After probably more then a dozen replies to VarStructor and VarStructor 1.0 NOBODY BUT MYSELF found a single bug, except when someone spent 6 hours analyzing the code,
Are you implying that since it took 6 hours of analysis to find a bug that your code must be good? I take it to mean that if it took 6 hours to understand 2 pages of code, your code needs to be rethought.
and even then, the bugs he found would have been noticed in use only in rare occasions.
But still a bug. If you're planning on releasing this to CPAN, why not make it as robust as possible?
I know you would dismiss an in-depth discussion about how you can't parse Perl with regular expressions as just "academic" and therefore stupid. If you're really interested, find a book on formal language theory and models of computation. The point is that not being able to parse Perl with regular expressions is a fact. You whine and whine about how lexicals and use strict are so restrictive, but now anyone who uses this code you release will be restricted to the coding style that are recognized by your basic regexes.

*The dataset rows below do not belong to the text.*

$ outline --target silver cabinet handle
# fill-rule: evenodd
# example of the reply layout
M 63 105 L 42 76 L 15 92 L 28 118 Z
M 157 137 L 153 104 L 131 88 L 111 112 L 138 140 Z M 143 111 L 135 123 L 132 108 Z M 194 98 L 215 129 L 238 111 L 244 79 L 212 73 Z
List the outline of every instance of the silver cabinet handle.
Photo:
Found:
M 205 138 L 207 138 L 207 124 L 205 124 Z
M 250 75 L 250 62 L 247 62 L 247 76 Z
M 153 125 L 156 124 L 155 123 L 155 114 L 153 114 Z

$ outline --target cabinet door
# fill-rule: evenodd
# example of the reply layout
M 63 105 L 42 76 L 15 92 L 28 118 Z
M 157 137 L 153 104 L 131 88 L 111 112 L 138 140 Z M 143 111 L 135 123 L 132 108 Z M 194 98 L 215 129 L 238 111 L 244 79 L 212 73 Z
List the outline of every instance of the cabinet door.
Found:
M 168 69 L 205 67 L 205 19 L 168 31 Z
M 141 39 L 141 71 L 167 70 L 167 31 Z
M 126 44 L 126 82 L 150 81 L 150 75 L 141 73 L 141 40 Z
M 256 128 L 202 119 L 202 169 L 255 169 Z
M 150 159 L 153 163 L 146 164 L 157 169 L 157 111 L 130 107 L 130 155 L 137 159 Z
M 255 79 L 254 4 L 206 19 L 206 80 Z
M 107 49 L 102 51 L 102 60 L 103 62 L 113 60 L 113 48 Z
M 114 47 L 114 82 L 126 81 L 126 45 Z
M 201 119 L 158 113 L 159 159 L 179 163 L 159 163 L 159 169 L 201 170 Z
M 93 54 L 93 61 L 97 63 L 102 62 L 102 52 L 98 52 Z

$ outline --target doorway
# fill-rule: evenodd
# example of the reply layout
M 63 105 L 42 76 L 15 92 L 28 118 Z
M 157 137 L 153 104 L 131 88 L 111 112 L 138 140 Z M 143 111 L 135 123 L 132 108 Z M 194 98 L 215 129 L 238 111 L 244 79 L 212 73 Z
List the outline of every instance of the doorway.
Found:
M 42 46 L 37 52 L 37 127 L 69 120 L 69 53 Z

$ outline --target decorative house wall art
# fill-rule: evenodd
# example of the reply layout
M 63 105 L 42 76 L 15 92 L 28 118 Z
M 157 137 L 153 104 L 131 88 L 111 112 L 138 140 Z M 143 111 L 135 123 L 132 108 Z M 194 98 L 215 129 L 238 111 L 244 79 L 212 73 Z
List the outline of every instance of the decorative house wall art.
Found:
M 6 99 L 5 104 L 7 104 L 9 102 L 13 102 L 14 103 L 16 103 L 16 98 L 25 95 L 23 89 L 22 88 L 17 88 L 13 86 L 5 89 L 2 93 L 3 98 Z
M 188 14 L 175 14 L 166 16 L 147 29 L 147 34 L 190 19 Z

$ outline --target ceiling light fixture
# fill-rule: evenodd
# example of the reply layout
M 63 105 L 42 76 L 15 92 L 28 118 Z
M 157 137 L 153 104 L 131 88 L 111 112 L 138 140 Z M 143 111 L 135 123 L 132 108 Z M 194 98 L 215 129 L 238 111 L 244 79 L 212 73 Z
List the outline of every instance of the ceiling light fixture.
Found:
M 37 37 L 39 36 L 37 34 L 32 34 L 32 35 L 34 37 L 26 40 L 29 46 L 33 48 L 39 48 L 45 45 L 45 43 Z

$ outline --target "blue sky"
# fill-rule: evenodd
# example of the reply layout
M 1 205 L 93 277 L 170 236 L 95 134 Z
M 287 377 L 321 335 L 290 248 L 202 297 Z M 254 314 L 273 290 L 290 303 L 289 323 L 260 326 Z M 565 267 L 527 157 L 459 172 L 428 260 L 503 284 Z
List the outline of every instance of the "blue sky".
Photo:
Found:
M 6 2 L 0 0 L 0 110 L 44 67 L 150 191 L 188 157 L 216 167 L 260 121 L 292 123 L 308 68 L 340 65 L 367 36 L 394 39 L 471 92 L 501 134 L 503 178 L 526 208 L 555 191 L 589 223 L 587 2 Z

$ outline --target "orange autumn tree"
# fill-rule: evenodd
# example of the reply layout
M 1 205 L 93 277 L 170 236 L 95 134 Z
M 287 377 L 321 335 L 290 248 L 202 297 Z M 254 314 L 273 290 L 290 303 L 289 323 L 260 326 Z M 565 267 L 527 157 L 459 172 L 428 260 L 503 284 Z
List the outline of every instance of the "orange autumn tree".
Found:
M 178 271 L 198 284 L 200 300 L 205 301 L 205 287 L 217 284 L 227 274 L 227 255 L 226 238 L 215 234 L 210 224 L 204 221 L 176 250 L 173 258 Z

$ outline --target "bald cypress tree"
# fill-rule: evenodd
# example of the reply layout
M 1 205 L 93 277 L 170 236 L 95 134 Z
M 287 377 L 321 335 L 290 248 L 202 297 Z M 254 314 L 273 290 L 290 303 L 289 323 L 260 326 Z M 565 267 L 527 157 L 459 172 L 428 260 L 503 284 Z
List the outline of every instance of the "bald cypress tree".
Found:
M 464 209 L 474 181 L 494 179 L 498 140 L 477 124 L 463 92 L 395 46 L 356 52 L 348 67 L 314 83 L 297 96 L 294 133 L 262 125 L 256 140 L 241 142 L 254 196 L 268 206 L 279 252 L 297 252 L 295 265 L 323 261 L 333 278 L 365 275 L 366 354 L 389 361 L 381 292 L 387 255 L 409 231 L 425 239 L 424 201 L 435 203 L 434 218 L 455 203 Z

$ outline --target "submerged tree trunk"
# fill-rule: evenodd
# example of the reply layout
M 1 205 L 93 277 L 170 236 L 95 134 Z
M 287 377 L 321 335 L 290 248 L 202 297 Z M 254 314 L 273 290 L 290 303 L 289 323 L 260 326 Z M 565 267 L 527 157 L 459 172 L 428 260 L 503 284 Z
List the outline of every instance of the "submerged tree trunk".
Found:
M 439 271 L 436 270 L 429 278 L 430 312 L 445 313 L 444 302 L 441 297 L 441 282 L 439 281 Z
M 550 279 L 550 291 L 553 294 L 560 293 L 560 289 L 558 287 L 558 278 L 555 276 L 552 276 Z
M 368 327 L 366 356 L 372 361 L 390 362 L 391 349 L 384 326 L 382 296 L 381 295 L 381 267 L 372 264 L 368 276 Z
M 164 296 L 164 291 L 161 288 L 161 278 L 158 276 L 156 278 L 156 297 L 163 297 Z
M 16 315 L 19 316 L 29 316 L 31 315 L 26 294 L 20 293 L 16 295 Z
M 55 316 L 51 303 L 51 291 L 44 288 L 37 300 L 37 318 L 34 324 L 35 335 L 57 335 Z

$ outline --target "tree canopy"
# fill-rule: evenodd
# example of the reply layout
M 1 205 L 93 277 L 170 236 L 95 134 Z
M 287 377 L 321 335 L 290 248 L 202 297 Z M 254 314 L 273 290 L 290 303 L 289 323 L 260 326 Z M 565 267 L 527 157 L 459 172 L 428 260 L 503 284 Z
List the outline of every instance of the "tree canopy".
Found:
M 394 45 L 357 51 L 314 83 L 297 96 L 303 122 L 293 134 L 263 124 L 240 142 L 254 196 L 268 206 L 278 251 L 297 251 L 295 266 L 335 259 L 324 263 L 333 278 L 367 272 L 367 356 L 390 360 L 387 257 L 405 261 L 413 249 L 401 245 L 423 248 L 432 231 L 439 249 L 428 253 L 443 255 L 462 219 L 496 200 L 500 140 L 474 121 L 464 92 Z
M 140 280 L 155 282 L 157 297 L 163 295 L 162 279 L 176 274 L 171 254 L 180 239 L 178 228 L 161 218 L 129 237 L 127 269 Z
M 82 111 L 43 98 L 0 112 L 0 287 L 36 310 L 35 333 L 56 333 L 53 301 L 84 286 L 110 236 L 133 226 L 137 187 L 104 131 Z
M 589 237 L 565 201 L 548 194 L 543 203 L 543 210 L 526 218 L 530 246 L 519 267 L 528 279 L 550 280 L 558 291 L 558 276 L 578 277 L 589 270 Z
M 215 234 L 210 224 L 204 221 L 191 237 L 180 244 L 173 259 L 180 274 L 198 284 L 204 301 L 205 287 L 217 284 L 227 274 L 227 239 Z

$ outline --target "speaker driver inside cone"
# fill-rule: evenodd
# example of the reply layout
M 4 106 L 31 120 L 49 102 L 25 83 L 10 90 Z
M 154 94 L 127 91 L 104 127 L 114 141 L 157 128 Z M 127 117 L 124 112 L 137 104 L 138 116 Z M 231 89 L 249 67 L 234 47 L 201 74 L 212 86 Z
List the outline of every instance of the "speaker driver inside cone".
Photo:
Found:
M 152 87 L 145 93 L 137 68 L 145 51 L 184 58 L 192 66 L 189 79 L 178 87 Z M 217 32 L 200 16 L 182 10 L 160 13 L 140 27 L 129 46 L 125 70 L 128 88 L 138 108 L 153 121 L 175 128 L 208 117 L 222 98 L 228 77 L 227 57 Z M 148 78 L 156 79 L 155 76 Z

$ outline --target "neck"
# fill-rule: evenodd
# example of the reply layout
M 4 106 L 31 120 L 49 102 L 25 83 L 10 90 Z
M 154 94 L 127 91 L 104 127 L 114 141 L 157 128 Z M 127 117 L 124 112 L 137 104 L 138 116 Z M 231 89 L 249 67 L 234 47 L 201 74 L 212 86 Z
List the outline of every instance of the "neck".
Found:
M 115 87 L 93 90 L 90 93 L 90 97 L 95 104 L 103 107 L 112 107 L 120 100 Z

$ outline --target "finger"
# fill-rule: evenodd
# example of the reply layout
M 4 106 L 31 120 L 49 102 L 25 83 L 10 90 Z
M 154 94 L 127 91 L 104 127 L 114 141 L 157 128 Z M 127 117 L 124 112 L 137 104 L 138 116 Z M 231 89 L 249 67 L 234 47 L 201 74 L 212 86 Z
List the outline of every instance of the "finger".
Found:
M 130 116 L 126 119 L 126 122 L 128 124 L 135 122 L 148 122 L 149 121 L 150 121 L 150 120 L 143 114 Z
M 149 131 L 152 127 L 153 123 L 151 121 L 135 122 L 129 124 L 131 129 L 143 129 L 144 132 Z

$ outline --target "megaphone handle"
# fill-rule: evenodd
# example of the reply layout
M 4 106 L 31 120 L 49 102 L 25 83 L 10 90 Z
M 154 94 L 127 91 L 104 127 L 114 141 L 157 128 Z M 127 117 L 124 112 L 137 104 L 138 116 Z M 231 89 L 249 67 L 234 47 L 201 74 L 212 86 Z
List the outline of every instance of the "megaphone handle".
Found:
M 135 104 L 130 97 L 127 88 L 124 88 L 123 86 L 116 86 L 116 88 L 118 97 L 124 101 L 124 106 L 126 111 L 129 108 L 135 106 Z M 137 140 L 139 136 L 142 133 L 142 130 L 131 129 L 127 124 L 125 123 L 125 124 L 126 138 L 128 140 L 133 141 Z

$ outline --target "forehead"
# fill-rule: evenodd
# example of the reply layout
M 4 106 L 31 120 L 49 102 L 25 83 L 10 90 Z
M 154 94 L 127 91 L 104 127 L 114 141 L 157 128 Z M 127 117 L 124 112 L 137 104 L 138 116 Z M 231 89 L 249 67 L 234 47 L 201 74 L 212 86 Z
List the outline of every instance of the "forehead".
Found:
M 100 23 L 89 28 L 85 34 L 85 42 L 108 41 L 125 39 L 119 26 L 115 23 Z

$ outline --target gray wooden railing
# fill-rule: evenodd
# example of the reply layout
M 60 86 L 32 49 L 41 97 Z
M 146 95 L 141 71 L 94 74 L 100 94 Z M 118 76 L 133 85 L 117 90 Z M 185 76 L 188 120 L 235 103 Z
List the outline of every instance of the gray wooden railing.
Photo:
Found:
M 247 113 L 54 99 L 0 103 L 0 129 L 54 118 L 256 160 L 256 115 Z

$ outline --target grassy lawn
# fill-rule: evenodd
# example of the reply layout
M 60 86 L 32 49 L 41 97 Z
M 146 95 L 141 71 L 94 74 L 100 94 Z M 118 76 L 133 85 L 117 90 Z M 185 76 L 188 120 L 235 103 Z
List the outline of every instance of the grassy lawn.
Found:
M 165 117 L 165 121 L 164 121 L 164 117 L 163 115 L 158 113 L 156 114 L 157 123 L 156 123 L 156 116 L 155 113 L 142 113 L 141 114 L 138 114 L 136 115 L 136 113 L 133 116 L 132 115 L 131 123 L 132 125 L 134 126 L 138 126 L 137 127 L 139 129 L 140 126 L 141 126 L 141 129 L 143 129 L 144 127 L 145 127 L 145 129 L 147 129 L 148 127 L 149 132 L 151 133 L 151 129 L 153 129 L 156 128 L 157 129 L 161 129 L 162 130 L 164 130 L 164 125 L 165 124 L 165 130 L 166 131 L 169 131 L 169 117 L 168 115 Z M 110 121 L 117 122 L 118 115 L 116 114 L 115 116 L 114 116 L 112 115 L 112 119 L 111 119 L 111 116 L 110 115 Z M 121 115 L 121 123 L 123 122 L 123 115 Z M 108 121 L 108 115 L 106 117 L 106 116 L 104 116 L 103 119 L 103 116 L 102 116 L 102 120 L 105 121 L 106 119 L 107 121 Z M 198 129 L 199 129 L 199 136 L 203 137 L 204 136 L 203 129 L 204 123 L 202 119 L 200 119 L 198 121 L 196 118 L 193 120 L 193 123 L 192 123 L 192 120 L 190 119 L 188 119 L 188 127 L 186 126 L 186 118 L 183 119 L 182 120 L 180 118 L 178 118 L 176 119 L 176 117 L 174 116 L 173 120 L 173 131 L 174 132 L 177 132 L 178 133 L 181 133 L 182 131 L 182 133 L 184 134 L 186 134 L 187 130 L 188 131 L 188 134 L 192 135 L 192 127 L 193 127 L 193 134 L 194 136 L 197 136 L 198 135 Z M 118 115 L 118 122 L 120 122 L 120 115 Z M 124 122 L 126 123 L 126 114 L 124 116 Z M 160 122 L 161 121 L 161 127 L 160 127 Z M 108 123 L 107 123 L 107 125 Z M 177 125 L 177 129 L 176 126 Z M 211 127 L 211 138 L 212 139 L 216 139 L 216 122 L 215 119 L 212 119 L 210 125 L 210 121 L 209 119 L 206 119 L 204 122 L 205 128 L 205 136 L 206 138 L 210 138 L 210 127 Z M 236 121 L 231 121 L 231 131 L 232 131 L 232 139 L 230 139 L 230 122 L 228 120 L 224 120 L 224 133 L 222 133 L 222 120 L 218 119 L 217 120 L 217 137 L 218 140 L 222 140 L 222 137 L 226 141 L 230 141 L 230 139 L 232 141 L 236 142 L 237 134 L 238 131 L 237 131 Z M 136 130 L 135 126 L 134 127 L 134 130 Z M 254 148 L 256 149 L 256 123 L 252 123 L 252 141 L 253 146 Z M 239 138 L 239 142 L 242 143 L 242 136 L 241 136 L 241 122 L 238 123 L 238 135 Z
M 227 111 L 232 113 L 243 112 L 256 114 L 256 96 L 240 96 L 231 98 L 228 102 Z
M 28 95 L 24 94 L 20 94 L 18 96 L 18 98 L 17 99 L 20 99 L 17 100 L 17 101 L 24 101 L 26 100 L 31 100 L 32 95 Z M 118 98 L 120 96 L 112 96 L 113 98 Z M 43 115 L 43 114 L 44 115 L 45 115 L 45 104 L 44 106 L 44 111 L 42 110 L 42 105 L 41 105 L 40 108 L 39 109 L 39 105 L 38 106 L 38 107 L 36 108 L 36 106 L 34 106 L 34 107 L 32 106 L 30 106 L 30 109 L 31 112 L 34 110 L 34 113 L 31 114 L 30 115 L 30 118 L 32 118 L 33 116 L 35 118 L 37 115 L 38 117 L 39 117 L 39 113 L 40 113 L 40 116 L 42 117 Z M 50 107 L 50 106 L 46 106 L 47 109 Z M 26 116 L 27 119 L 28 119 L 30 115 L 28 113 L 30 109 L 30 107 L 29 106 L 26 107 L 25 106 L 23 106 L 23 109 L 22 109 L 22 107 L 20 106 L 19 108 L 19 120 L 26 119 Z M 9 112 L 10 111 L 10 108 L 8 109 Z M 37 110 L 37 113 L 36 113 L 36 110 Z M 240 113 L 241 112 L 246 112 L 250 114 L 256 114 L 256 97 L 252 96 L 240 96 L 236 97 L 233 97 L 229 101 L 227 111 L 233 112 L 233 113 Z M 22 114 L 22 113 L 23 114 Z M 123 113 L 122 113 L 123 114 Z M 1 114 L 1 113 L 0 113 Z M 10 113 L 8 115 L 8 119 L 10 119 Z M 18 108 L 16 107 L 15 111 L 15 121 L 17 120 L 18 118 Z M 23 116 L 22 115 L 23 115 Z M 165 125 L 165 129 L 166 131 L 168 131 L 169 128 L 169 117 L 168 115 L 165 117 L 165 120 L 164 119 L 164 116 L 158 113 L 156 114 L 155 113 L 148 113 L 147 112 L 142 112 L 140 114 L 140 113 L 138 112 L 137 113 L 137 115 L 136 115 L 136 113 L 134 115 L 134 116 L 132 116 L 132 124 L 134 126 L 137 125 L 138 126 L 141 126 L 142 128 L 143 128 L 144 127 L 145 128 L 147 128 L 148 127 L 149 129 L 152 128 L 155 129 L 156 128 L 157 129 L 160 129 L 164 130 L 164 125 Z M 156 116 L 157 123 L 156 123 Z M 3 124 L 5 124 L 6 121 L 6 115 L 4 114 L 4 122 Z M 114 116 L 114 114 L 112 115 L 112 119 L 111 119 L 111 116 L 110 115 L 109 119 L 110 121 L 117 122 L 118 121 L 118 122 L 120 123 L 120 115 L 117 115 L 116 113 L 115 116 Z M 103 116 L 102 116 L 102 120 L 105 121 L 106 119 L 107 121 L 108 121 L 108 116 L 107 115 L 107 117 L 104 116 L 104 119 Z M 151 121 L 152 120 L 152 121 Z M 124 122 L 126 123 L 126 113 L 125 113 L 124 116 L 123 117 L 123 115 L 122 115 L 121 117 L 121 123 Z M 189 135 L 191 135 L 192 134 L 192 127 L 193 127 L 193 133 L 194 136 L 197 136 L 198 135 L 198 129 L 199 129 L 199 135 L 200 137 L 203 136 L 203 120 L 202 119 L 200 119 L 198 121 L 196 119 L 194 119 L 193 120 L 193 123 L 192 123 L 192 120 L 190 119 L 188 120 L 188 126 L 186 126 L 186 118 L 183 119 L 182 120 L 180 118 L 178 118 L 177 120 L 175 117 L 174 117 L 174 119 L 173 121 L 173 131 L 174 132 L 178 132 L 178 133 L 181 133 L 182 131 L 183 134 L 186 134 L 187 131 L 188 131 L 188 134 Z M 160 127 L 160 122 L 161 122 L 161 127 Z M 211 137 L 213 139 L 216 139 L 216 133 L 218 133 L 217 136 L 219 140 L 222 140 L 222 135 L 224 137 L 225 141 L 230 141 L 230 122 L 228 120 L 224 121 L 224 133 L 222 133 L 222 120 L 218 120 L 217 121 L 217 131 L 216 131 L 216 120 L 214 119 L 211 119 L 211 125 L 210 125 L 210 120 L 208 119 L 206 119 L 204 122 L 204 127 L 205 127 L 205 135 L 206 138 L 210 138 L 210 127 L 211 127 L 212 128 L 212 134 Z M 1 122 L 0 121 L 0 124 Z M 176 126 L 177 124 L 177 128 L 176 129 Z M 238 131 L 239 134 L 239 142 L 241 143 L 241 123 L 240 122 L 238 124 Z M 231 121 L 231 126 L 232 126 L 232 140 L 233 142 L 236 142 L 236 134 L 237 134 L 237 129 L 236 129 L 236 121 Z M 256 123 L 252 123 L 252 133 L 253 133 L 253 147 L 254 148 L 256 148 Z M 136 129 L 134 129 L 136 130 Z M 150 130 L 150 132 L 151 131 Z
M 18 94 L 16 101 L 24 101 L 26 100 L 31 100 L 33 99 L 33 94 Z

And it's not as though nobody tried to find bugs. I got plenty of bogus complaints about the code.
The complaints were valid, they just weren't bug reports. Someone telling you that your code is crap is not necessarily "bogus." In this particular case, it's spot-on.
I don't need to get any better at debugging or testing, and my programming ways don't need to change. Anyway, all that is irrelevant to my question.
You're right, it is. And I think we all know that it's hopeless to try to convince you of pretty much anything about your code.
Chain GNU tools together and parse things? The change to my script to produce the output you showed wouldn't take much time or code. Sounds like you want me to spend extra time to do it the way you would from scratch. That doesn't sound appealing.
If you already know how to do it the best way, why post in SOPW?